For each $m\in\mathbb{N}$ and fixed $a>0,\theta\in\mathbb{R}$, I want to factorizate the polynomial $p_m(x) = x^{2m} - 2a^m\cos (m\theta)x^m + a^{2m}$ into $m$ polynomials of second order. Using basic algebra I get for $m=2$ the following decomposition

$$ p_2 (x)= x^4 - 2a^2\cos(2\theta)x^2 + a^4 = (x^2+2a\cos(\theta)x +a^2)(x^2 - 2a\cos(\theta)x +a^2) $$ I used the formula $\cos (2\ \cdot) = \cos^2 (\cdot) - \sin^2(\cdot)$. I want to do the general case $m\in\mathbb{N}$ and I am afraid that complex numbers are a good tool here, but I can't see how to manage this problem using complex numbers. Please, any help or comment is welcome. Thank you in advance.

Answer 1

At first, substitute $t=x^m$ in your equation to get

$t^2-2a^m\cos(m\theta)t+a^{2m}$

This is factorized as $(t-a^m e^{im\theta})(t-a^m e^{-im\theta})$. I did that using the quadratic formula, but there is probably a better way of seeing it.

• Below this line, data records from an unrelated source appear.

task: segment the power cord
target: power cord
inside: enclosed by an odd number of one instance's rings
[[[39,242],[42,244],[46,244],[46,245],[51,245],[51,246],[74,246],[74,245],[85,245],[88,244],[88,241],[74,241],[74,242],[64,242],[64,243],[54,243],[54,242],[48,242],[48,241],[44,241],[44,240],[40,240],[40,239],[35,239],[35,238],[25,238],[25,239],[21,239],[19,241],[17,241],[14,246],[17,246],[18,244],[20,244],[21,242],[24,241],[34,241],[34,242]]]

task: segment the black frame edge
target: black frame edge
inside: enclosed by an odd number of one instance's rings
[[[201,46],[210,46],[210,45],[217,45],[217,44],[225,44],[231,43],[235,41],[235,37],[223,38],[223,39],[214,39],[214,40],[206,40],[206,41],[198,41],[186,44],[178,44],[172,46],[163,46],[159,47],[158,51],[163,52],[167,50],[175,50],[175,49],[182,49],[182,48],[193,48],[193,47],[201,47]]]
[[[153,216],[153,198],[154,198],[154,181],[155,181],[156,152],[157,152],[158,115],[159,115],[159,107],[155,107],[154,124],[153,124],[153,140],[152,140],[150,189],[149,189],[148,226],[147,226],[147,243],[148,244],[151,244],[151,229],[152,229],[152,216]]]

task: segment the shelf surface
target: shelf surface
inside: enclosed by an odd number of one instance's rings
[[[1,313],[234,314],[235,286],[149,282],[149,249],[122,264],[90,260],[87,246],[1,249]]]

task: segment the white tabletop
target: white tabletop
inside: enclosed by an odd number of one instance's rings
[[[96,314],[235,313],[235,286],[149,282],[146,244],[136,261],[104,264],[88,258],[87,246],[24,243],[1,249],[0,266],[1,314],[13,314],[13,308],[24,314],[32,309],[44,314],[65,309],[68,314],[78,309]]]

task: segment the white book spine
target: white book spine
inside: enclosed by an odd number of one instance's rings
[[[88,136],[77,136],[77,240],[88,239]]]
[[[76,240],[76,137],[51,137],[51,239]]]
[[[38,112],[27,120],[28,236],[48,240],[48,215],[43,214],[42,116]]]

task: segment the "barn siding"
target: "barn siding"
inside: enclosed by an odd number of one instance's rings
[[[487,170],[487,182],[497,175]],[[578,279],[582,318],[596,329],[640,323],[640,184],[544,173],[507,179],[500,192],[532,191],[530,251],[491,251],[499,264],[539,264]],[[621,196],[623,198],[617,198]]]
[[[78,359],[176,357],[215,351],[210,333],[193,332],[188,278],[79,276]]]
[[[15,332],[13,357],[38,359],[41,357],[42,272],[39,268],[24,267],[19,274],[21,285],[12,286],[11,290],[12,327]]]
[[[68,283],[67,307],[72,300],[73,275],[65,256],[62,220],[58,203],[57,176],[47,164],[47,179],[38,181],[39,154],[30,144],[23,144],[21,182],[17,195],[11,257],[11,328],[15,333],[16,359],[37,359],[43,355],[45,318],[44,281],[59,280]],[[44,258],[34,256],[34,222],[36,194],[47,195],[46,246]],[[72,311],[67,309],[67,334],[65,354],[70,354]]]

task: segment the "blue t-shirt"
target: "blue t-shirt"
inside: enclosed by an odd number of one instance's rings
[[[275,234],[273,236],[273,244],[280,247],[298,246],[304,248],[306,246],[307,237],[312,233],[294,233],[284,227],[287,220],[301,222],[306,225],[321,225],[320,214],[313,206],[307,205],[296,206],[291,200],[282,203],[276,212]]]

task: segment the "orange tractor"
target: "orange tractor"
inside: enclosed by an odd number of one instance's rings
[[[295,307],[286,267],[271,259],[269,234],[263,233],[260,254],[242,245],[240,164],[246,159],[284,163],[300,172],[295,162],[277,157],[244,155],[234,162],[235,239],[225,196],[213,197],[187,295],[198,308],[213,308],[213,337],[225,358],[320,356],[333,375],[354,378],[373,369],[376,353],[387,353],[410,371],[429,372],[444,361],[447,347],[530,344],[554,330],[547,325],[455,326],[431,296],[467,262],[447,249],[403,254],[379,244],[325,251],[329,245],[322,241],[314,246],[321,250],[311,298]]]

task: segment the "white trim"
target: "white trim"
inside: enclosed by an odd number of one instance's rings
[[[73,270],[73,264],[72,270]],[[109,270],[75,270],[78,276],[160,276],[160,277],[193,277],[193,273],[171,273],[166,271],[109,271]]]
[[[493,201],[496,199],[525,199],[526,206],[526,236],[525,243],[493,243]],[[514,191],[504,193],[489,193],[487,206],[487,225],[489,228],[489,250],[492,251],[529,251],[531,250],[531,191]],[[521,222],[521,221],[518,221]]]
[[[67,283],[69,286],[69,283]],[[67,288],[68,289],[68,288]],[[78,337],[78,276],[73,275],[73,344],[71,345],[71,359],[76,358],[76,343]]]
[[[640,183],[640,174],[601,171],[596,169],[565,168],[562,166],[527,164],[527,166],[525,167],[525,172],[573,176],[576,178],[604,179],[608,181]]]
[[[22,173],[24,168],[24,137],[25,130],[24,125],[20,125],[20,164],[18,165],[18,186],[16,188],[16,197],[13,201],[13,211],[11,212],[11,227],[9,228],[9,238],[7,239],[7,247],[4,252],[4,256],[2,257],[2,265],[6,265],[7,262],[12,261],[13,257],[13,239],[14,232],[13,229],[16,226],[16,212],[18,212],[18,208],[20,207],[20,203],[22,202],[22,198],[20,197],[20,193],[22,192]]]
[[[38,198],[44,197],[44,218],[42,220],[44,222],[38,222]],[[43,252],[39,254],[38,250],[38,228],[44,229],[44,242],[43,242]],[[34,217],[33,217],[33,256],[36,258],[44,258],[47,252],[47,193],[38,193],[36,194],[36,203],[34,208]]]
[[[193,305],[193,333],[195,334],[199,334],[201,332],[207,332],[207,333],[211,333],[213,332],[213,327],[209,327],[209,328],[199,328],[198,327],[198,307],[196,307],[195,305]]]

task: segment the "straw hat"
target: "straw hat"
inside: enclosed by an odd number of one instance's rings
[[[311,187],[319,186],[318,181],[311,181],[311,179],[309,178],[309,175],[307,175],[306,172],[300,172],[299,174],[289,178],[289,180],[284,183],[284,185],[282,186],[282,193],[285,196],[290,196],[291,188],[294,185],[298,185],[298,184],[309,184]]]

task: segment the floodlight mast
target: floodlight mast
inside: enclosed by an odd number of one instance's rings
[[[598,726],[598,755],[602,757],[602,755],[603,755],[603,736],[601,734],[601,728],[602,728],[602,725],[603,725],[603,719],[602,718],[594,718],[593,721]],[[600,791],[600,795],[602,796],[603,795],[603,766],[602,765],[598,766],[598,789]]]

But then, $x=t^{1/m}$, which is (accounting for all the roots of unity) $x=a e^{\pm i\theta} e^{i \frac {2\pi k} m}$. The quadratic factors are obtained by multiplying linear factors with conjugate roots, i.e.

$(x-ae^{im\theta + i\frac {2\pi k} m})(x-ae^{-im\theta - i\frac {2\pi k} m}) = (x^2-2a\cos(\theta + \frac {2\pi k} m)x + a^2)$

The quadratic factors are of this form for $k=0,1,\dots, m-1$. This agrees with the factorization you gave for $m=2$.